An experimental segmenter/tagger is also available. It will segment
simple sentences, verb final, such as maarjaarodugdha.mpibati,
analysing the required sandhi.
In tagger mode, it gives a shallow parsing of the sentence or phrase,
linking to the
dictionary.
It may be used for instance to tag verb forms with preverbs, such as
utti.s.tha,
and to decompose compounds. It is able to correctly analyse forms such
as
ihehi (iha-aa-ihi = come here), and adhiiye (I learn, with sandhi
duplicating the i).

The current syntax of recognized phrases is N*.(1+V) with V=(P+1).R
that is a list of noun forms followed optionally with a verb, where a
verb is optionally a
preverb followed with a root form; the current set P of prefixes is:
ati, adhi, adhyava, anu, anuparaa, anupra, anuvi, anta.h, apa, apaa,
api,
abhi, abhini, abhipra, abhivi, abhisam, abhyava, abhyaa, abhyut,
abhyupa,
ava, aa, ut, udaa, upa, upani, upasam, upaa, upaadhi, tira.h, ni, ni.h,
nirava, niraa, paraa, pari, parini, parisam, paryupa, pi, pura.h, pra,
prati, pratini, prativi, pratisam, pratyaa, pratyut, prani, pravi,
pravyaa, praa, vi, vini, vini.h, viparaa, vipari, vipra, vyati, vyapa,
vyava, vyaa, vyut, sa, sa.mni, sa.mpra, sa.mprati, sa.mpravi, sa"mvi,
sam, samava, samaa, samut, samudaa, samudvi, samupa.

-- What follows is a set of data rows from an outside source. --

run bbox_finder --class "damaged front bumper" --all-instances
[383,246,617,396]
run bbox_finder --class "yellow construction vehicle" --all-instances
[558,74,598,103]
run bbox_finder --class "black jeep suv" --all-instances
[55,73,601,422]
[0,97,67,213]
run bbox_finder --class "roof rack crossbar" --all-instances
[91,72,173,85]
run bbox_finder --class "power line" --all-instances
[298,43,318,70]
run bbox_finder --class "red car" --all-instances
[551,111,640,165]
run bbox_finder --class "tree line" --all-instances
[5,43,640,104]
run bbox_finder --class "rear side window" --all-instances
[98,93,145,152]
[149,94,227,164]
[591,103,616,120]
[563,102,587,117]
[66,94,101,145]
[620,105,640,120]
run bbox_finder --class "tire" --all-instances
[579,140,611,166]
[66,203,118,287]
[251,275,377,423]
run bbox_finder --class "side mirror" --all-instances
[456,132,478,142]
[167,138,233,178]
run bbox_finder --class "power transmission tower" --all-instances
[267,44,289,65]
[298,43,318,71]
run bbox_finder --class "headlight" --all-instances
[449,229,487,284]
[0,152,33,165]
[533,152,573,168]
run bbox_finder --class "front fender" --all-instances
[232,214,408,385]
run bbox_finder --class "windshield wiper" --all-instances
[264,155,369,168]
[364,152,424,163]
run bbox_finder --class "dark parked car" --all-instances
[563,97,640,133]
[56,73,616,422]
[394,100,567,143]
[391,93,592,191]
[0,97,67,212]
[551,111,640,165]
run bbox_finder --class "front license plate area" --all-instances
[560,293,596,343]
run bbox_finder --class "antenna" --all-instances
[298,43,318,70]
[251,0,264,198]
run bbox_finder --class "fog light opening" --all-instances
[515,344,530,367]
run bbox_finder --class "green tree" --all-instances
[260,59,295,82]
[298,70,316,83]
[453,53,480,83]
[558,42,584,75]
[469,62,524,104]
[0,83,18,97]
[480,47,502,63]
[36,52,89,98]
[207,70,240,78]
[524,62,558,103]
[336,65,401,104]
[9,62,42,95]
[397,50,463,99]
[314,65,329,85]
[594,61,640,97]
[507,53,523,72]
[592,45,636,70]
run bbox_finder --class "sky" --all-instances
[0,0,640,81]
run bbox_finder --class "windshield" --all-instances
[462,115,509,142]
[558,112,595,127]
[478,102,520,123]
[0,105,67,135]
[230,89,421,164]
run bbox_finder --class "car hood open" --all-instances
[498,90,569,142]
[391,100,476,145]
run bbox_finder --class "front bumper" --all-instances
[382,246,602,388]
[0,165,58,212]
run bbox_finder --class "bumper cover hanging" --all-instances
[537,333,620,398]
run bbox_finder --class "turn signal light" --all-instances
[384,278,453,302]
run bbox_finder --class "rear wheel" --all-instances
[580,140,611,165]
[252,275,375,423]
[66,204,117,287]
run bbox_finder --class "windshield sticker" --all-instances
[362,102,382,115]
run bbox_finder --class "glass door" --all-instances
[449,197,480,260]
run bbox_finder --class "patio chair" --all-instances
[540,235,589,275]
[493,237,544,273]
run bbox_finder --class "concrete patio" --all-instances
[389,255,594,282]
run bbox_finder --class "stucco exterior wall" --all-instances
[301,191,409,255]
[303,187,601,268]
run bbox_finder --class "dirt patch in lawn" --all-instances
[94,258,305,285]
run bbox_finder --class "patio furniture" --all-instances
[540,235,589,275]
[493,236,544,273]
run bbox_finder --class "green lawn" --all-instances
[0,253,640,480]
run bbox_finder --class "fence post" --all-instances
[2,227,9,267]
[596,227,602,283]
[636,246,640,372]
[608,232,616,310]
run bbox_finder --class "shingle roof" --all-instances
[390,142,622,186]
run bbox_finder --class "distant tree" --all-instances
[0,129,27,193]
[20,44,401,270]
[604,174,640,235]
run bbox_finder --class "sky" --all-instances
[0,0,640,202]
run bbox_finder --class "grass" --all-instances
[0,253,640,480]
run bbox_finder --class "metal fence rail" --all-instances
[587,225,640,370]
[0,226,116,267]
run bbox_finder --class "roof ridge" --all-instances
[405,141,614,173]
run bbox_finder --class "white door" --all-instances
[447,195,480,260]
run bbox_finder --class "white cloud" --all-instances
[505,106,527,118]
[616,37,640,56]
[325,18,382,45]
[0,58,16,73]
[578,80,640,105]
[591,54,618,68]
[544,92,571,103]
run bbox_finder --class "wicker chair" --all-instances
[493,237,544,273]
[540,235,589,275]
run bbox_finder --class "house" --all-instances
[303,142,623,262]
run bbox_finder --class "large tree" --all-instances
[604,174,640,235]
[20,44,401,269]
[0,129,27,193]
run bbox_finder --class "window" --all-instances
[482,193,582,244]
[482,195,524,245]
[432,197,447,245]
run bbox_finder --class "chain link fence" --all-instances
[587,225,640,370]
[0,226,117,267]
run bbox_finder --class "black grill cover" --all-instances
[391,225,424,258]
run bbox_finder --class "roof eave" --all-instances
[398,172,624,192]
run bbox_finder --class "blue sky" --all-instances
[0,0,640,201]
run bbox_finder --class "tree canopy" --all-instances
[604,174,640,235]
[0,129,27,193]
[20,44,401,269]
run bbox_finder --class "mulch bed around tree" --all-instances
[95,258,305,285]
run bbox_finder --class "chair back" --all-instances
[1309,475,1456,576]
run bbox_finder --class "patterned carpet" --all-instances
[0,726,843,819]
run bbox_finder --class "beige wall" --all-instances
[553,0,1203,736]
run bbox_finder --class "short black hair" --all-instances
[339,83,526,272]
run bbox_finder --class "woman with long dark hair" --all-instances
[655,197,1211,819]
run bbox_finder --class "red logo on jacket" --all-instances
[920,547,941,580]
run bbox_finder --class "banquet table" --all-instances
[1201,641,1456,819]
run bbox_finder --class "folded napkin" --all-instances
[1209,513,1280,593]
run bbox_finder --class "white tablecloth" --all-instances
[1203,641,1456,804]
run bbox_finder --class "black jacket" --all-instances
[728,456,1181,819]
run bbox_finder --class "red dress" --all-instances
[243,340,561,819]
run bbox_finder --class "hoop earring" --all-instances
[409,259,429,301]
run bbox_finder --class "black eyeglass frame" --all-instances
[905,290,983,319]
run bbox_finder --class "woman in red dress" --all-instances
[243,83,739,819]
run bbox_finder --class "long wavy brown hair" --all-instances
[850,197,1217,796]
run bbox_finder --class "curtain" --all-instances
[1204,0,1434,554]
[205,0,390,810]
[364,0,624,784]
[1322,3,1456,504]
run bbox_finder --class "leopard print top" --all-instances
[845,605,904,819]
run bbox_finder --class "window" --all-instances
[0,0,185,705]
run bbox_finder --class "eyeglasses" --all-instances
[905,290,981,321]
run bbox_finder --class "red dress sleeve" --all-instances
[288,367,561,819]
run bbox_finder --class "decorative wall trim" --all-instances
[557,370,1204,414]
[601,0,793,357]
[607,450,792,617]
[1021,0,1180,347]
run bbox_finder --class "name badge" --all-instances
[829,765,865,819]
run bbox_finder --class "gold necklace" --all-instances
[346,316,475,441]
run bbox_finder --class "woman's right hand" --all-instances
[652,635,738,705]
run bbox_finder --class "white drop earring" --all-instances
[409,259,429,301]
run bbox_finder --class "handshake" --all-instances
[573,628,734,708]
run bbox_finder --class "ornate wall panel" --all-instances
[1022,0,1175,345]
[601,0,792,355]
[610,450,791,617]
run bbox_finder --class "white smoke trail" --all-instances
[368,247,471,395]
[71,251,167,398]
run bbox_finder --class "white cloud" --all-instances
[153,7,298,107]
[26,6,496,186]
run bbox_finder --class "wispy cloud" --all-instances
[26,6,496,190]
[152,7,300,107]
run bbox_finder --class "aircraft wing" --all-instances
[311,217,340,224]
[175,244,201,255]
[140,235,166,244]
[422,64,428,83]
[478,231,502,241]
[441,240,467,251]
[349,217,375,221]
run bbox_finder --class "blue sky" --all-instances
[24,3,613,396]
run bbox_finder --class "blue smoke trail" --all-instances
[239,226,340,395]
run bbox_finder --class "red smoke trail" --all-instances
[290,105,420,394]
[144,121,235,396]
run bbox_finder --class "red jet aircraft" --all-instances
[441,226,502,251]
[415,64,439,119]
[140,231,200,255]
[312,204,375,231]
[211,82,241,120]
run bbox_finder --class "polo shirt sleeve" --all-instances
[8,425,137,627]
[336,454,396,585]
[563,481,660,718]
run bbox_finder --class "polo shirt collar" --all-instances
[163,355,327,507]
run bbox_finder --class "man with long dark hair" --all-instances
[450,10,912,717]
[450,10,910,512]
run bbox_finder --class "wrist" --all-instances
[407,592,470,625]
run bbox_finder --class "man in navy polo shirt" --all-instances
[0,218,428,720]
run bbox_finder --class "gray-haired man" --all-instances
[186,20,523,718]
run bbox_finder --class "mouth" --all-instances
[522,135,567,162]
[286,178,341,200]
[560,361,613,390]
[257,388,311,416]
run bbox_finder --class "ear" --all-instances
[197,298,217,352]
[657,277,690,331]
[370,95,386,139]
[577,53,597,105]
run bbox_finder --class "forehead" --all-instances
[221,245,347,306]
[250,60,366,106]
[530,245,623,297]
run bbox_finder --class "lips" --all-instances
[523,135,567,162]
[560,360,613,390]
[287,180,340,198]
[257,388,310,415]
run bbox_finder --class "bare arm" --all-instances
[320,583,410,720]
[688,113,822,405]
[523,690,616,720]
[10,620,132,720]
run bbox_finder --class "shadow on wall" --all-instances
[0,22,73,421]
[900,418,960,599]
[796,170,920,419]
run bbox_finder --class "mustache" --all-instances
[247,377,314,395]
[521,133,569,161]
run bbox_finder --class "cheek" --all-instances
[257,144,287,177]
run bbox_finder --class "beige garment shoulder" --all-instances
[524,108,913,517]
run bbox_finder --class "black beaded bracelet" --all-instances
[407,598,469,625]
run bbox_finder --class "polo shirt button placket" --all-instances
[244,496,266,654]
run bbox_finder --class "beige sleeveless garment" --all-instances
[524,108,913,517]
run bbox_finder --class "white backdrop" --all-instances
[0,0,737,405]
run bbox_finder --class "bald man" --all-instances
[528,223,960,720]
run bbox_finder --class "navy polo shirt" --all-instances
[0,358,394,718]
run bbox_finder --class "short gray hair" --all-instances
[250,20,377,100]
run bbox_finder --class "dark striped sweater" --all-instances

Full lists of declined forms are available as downloadable free
linguistic resources.
The first one comprises 135,000 declined nouns (it includes pronouns,
numbers, participles,
particles and undeclinable forms such as absolutive and infinitive
forms). The second one
comprises 74,000 conjugated root forms. These data bases are available
in pdf format and
XML (given with a DTD).

This work is still in a very preliminary form, since it has not been
tested yet on real
corpus. I beg the indulgence of the reader, since many mistakes and
omissions remain.
He is kindly requested to report them to me.
Secondary conjugations are not systematically generated, they are
included only if
explicitly reported in the dictionary. Aorist forms are also included
on need, I did
not attempt to generate all forms given in Whitney roots. Also
participles, infinitives,
periphrastic future and perfect, are not systematically generated.
Conditional and precative
are missing. On the other hand, I generally generate both active
(parasmaipada) and middle
(aatmanepada) forms, so report non attested forms only when they do not
make sense
semantically.

All these tools are available one click away from the Sanskrit
dictionary index, at
http://pauillac.inria.fr/~huet/SKT/DICO/
Enjoy

Gerard Huet